In his remarks, Mr. Lanre Arogundade noted that IPC along with other EU-SDGN partners are interested in ensuring that the on-going electoral reform process leads to the passage of an electoral legislation that would serve as an enabling instrument to promote qualitative female participation in the electoral process while serving as mechanism that enables more women to be elected.

He emphasised the need to have amendments to Section 31 (1) of the Electoral Act to make it mandatory for political parties to include women, persons with disabilities and youths in their list of candidates for elections and Section 87 of the Electoral Act, to make it mandatory for political parties to ensure 50% inclusion of both genders as delegates in their primaries.

He also said that Section 100 of the Electoral Act should be amended to make it mandatory for the media to grant special advert concessions to female candidates, youths and PWDs while Section 104 needs to be amended to ensure that the Chairman and the Vice Chairman of the political parties are not of the same gender.

Lois Chinedu of NWTF on her part highlighted the three items of concern over women’s limited participation, namely:

She agreed that Section 31 should be amended so that every political party can include women, youths and PWDs as candidates for electoral positions and suggested that Section 87 of the constitution should also be amended to reduce the cost of nomination forms to make them affordable for women. She also called for transparency in the political process by making open and public for 21 days the register of political parties stressing that the only way for women to participate effectively is through their activities in political parties.

In her presentation on ‘Why gender matter matters: Prioritizing the demand for gender-driven electoral reforms’, Rhoda Tyodenlamented the inadequacies of some reforms process including voter education which she noted often took no account of many germane issues. She said, though women were more in terms of population, yet they were lagging behind in the scheme of things.

She expressed concern that despite series of constitutional provisions that prohibit gender inequality including the National gender policy (2000) which she observed is all-encompassing, as well as the Mohammed Uwais Electoral Reform Committee recommendations and other international treaties to which Nigeria was a signatory, the implementations has always been jettisoned.

Speaking on ‘Prioritizing gender inclusion in the electoral process. How the media can storify and amplify the issues’, Ladi Balalamented that the Nigerian constitution from time immemorial have been gender-blind; that is, gender-inclusivity had been largely evasive.
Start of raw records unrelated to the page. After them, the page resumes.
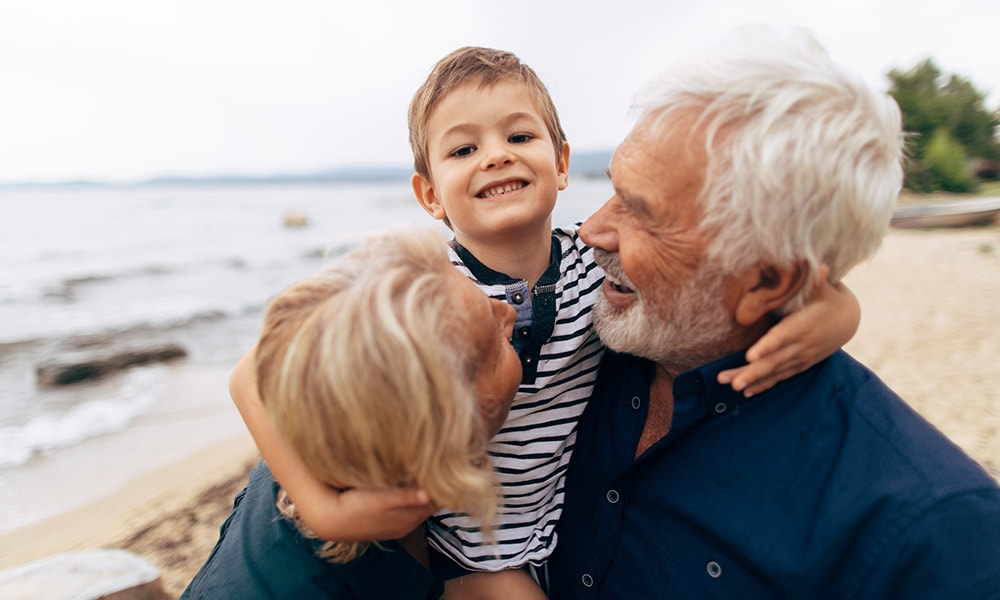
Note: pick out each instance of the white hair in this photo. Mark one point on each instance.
(805, 160)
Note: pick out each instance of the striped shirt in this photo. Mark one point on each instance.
(560, 353)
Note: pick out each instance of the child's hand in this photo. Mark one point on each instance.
(366, 514)
(800, 340)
She expressed worries over the ineffectiveness of the National Gender Policy adopted in the year 2000 in addressing issues affecting women political participations. She said it was shameful that, after the Goodluck Jonathan administration that allotted about 32% of political office holders to women, the figure had dropped today to around 7%.

Samson Itodo, speaking on the lacuna created by the constitutional provisions, revealed that politicians have cultivated the habit of citing the constitutional provisions in sections 40-42 which prohibit gender inequality to argue against making needed ammendments to the Electoral Act to promote women participation.
According to him, there was a dilemma as to whether it was the constitution that should be amended before the electoral act reform. He noted that what women were indeed asking for was simply for improvement in women and youth representation in the electoral process. He proposed that there should be mobilization targeting the legislators, female members of the National Assembly and the media to ensure the passage of the amendments that would empower women in the electoral process.